A week ago I was hit by a timestamp issue. I booted my computer and got online in a place with WiFi that allowed SSB but not NTP. I manually set my computer's clock (since it doesn't have a RTC). Turns out I set it wrong. I found this out after publishing a few SSB messages. I found it out when trying to log into a site with a TOTP. I set it to a more accurate time and then was going to publish an SSB message but the publish failed with Error: timestamp must be increasing
. From sbot's perspective, I was trying to publish from the past. I could have set my clock back to the future and then published the message, or waited for my feed to catch up with the local time and then published the message, but did not have time to wait and did not want to use a "known incorrect" time, so instead I did not publish the message, and went on with my day. If I had accidentally set the time to a much more incorrect one, my feed could have been stuck in the future for an arbitrarily long time as @alanz cautioned in %GD42+sQ.... Maybe if peers rejected incoming future-dated messages then I could take the opportunity to fork my own feed back to the present - carefully and trustfully.
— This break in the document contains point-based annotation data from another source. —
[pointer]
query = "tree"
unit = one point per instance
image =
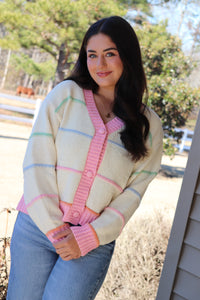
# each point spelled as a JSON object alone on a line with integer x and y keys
{"x": 55, "y": 27}
{"x": 167, "y": 69}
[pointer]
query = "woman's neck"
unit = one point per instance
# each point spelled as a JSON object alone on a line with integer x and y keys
{"x": 106, "y": 95}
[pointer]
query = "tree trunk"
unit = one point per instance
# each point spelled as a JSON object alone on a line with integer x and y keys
{"x": 6, "y": 70}
{"x": 62, "y": 64}
{"x": 182, "y": 16}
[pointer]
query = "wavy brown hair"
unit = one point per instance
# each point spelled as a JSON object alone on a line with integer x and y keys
{"x": 130, "y": 88}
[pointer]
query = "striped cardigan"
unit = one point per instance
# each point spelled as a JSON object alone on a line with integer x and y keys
{"x": 76, "y": 169}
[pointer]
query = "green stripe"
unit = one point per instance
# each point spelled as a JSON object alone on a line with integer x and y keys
{"x": 41, "y": 133}
{"x": 145, "y": 172}
{"x": 66, "y": 99}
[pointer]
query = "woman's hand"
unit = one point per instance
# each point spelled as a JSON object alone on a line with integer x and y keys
{"x": 67, "y": 247}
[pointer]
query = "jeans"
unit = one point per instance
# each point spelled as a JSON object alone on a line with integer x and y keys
{"x": 38, "y": 273}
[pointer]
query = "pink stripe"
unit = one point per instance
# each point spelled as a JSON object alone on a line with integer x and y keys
{"x": 69, "y": 169}
{"x": 41, "y": 196}
{"x": 110, "y": 181}
{"x": 113, "y": 125}
{"x": 120, "y": 214}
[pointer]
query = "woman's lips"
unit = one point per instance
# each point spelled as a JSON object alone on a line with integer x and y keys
{"x": 104, "y": 74}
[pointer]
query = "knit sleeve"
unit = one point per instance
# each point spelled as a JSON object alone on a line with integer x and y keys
{"x": 108, "y": 226}
{"x": 40, "y": 184}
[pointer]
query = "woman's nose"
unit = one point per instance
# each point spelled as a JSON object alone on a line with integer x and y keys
{"x": 101, "y": 61}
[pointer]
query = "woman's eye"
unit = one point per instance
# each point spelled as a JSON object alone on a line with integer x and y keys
{"x": 91, "y": 55}
{"x": 109, "y": 54}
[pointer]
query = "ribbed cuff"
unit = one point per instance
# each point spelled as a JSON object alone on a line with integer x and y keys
{"x": 52, "y": 232}
{"x": 86, "y": 238}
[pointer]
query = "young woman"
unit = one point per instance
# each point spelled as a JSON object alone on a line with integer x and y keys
{"x": 93, "y": 151}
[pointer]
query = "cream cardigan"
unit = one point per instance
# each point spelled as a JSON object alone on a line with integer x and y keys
{"x": 76, "y": 169}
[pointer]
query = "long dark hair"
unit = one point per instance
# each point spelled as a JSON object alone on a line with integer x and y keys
{"x": 130, "y": 88}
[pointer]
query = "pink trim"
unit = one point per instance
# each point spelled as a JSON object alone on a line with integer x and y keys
{"x": 94, "y": 158}
{"x": 50, "y": 234}
{"x": 119, "y": 213}
{"x": 41, "y": 196}
{"x": 110, "y": 181}
{"x": 113, "y": 125}
{"x": 87, "y": 216}
{"x": 86, "y": 238}
{"x": 22, "y": 206}
{"x": 69, "y": 169}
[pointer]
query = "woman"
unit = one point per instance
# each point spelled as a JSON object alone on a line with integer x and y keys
{"x": 93, "y": 151}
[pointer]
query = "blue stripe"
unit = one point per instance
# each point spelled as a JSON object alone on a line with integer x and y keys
{"x": 38, "y": 165}
{"x": 76, "y": 131}
{"x": 135, "y": 192}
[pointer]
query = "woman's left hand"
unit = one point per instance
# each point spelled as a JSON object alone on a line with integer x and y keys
{"x": 67, "y": 247}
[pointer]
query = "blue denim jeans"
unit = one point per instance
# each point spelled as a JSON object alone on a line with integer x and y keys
{"x": 38, "y": 273}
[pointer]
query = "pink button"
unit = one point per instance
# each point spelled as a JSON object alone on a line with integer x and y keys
{"x": 89, "y": 174}
{"x": 102, "y": 130}
{"x": 76, "y": 214}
Anyway, this is potentially a bad situation and indicates to me that concerns about the timestamp should be bubbled up into the UI - such as giving an indication in the composer of current times or time differences, such as from the local clock, last published message, last messages received from peers, or peers from RPC. The gossip.ping
method can be used to ask peers for their time. That method was actually what I used to set my clock manually; next time maybe I will make a script to do it correctly.
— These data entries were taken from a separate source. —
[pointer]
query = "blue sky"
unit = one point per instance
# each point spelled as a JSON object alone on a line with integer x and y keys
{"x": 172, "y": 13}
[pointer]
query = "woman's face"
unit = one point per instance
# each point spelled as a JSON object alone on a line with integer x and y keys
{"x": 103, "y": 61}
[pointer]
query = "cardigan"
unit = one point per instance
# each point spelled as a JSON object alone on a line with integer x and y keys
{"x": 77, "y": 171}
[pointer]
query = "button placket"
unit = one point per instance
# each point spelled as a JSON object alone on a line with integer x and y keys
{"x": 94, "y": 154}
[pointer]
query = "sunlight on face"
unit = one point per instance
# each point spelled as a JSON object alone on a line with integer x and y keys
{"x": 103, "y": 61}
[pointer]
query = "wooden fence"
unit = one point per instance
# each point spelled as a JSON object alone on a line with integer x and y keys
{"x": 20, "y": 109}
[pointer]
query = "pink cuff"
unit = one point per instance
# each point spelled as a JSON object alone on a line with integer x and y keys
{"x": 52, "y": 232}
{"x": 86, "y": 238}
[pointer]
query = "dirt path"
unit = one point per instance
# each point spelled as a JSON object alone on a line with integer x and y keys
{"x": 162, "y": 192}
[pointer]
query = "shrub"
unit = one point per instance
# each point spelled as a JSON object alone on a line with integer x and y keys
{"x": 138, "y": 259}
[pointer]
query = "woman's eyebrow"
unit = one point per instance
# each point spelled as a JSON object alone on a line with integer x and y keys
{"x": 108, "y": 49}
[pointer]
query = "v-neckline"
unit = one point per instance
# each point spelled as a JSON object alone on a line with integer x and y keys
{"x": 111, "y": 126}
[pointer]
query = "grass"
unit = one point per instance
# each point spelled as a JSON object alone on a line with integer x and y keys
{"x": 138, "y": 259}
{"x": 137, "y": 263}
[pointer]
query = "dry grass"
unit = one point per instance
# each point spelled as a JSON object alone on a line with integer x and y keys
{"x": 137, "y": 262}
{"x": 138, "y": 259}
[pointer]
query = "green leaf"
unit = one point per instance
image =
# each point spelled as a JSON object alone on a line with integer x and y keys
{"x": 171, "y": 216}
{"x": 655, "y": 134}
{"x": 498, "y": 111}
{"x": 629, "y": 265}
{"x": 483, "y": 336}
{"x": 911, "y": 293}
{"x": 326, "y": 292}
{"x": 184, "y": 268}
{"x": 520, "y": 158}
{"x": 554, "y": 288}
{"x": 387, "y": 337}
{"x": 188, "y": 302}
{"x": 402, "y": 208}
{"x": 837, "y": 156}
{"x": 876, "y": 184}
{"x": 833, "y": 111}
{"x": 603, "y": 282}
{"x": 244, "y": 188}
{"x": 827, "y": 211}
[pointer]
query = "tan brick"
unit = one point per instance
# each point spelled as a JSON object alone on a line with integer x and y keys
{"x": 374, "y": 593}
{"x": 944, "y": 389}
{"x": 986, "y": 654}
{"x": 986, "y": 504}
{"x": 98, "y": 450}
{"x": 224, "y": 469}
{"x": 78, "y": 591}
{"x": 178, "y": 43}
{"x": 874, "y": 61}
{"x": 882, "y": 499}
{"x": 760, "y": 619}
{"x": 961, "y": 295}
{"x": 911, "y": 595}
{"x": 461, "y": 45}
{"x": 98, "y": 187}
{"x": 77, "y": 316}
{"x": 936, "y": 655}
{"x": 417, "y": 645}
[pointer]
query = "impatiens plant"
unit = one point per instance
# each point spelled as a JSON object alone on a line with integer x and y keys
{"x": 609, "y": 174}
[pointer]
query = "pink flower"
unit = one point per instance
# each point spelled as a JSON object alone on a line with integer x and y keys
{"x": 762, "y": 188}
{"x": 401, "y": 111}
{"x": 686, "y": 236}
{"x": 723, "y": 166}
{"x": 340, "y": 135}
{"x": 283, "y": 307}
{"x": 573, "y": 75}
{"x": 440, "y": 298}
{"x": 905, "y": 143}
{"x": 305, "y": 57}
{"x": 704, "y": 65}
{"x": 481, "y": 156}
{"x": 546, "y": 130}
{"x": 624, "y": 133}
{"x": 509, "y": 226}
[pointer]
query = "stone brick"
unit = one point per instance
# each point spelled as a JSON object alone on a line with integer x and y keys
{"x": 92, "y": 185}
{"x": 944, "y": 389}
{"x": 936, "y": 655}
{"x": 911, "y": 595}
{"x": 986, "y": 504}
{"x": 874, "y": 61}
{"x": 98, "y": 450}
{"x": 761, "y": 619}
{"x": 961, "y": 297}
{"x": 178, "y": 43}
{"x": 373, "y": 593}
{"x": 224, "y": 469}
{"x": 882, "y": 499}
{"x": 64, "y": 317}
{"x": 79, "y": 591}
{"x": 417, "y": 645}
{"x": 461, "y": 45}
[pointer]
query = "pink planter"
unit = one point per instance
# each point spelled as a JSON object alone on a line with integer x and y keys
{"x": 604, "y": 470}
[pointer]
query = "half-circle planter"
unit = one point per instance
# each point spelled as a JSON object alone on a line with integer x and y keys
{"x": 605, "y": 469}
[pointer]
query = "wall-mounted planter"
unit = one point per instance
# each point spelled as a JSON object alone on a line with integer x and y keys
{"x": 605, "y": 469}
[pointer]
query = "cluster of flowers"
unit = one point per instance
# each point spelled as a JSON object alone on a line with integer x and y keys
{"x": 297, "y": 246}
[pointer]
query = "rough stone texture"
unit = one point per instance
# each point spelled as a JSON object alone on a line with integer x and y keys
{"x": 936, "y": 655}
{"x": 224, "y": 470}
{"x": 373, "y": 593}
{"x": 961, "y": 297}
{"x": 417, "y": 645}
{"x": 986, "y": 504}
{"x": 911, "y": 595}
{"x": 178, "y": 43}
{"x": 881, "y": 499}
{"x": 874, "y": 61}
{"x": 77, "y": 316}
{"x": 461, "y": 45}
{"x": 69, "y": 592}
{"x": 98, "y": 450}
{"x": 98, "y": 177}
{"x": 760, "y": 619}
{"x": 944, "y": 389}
Or, don't require peer's messages to have monotonically increasing timestamps.
If people engage in time travel, whether to recover from mistakes, or for other reasons, it is okay with me.
I see usefulness of socially-validated timestamps. For example, ranking algorithms like on reddit and HN use timestamps of submissions. But I'm not sure if this important enough to enforce as a network requirement in the replication layer. I would lean towards not requiring what is not necessary. But adding the time window exception for @elavoie would be better than the current behavior.